PMID: 6331971Mar 1, 1984Paper

Salicylate-induced occult gastrointestinal blood loss: comparison between different oral and parenteral forms of acetylsalicylates and salicylates

Clinical Rheumatology
H MielantsK Schelstraete


Gastrointestinal fecal blood loss, determined by injecting 51Cr-labelled autologous red blood cells, was measured in 191 orthopaedic patients after oral or parenteral intake of different forms of acetylsalicylates or salicylates. Oral or parenteral administration of non-acetylated salicylates caused nearly no gastrointestinal bleeding, but the anti-inflammatory activity of these products can be questioned since they cannot inhibit prostaglandin synthetase. Buffered, soluble forms of acetylsalicylates caused gastrointestinal bleeding in more than 50% of the patients. However, enteric-coated and intravenous forms resulted in significantly less gastrointestinal bleeding.

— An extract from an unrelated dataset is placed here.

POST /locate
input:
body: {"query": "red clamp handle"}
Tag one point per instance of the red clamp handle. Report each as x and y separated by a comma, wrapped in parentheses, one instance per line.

For both preparations a relationship between serum salicylate level and amount of fecal blood loss was found in the group of "bleeders" (an upper limit of physiological blood loss could definitely be determined by this method). The findings suggested a similar mode of action of enteric-coated and intravenous acetylsalicylates on gastric mucosa through a systemic action. It was concluded that in long-term anti-inflammatory salicylate treatment, enteric-coated forms are probably the galenic form of first choice.